Wie wichtig wäre das Signal, wenn sich die größeren Parteien auf einen Konsenskandidaten bei der Gauck-Nachfolge verständigten? Muss der oder die gut reden können?
Ich finde es gut, wenn sich möglichst viele Bürgerinnen und Bürger vom Bundespräsidenten gut repräsentiert fühlen. Das sollte unser Ziel sein. Da geht es weniger um Parteipolitik als um die Person. Die Kraft des Wortes ist das zentrale Mittel eines Bundespräsidenten, deswegen sollte er oder sie gut mit Worten umgehen können und auch etwas zu sagen haben.
Ist die Wunschvorstellung von einer möglichst breiten direkten Demokratie durch die Brexit-Abstimmung dauerhaft entzaubert worden?
In Großbritannien herrscht jetzt Katerstimmung.

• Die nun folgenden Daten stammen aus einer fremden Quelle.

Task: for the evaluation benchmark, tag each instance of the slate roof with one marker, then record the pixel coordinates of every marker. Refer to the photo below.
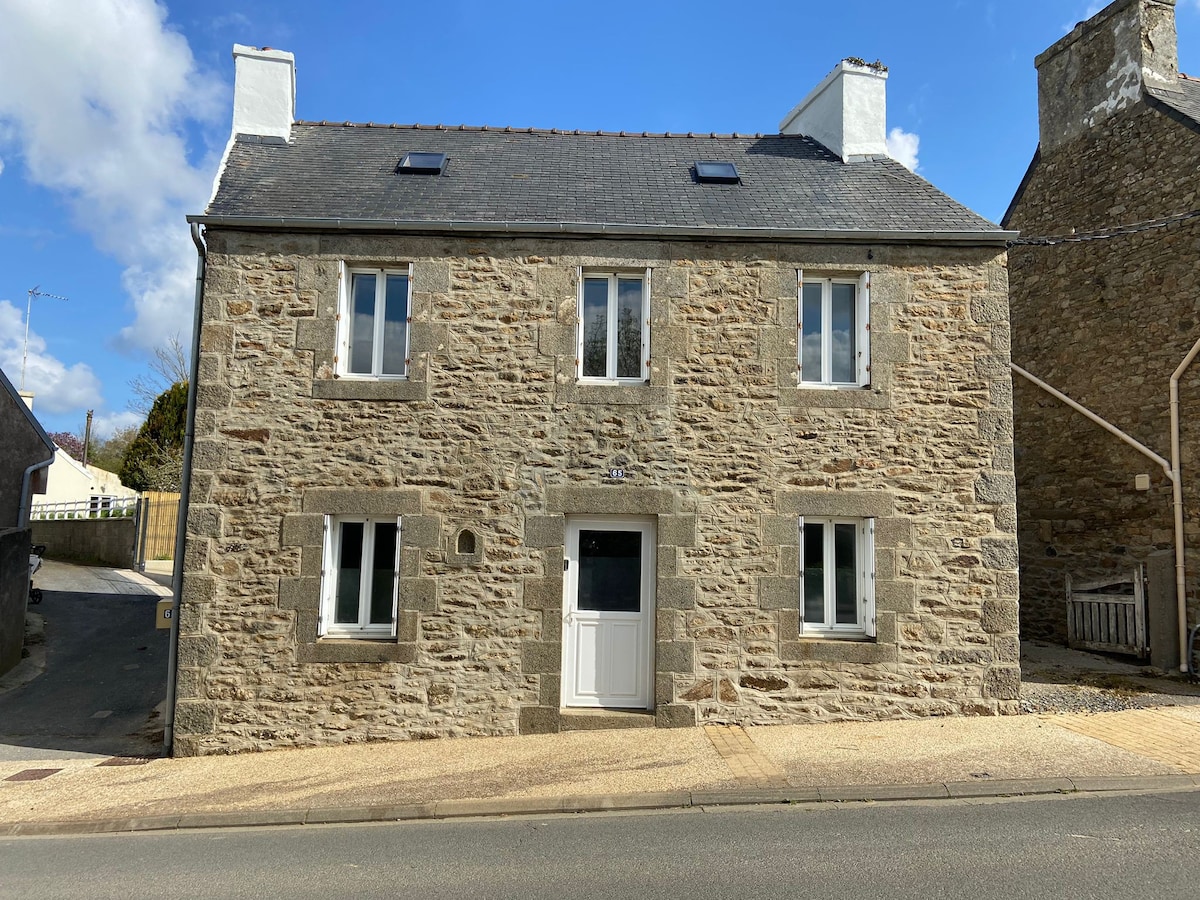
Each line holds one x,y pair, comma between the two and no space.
1183,100
574,181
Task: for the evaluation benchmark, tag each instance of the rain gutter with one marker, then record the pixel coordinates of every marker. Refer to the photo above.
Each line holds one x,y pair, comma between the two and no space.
306,223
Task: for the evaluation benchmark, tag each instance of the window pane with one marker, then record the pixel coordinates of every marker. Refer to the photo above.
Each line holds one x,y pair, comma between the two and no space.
845,574
349,574
595,328
395,325
810,336
383,573
843,334
361,323
814,573
629,328
611,571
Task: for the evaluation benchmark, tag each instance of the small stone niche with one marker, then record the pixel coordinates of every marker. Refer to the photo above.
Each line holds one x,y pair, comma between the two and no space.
466,547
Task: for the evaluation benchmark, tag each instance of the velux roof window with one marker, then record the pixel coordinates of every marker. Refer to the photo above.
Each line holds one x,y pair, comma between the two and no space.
421,163
719,173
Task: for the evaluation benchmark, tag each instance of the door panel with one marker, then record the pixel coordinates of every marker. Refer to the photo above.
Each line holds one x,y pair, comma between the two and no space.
609,613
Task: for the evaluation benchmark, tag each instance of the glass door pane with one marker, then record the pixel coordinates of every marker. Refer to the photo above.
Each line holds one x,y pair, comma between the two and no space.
610,571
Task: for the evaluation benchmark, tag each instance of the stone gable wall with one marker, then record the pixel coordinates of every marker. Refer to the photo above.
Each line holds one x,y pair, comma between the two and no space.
1105,322
492,433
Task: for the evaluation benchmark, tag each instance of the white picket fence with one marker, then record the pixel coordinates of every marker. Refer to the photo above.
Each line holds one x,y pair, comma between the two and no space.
96,508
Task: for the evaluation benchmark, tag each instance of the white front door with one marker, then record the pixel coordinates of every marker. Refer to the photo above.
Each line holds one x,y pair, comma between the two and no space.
609,613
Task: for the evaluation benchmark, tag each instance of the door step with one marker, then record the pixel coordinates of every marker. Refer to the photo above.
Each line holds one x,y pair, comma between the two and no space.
604,719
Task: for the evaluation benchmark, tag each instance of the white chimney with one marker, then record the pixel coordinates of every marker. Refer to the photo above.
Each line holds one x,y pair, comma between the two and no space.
846,112
264,93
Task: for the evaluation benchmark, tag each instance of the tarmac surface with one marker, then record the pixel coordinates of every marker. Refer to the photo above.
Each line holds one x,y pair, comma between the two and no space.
1152,745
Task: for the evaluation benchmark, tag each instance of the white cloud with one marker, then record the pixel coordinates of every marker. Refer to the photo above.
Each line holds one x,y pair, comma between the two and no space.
103,425
60,388
903,148
99,97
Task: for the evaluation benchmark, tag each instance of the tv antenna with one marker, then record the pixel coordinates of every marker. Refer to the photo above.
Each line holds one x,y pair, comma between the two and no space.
29,307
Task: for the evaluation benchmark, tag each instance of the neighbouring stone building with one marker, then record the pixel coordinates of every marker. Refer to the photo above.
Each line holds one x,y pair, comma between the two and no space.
505,431
1107,310
25,454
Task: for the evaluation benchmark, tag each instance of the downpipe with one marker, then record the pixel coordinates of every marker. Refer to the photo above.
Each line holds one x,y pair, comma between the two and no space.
185,495
1177,503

Die Brexit-Befürworter haben in einer aufgeheizten Debatte uneinlösbare Versprechungen gemacht. Nicht allen war klar, wofür sie stimmen. Das ist aber eher ein Problem einer aufgeheizten, ins populistische abgleitenden Debatte und nicht der direkten Demokratie. Die Debatte um den Brexit sollte für uns eine Mahnung sein, politische Fragen mit der notwendigen Ernsthaftigkeit zu diskutieren und die Idee der europäischen Einigung zu schützen. Auch in Deutschland werden innenpolitische Defizite oft in populistischer Art und Weise auf Europa geschoben.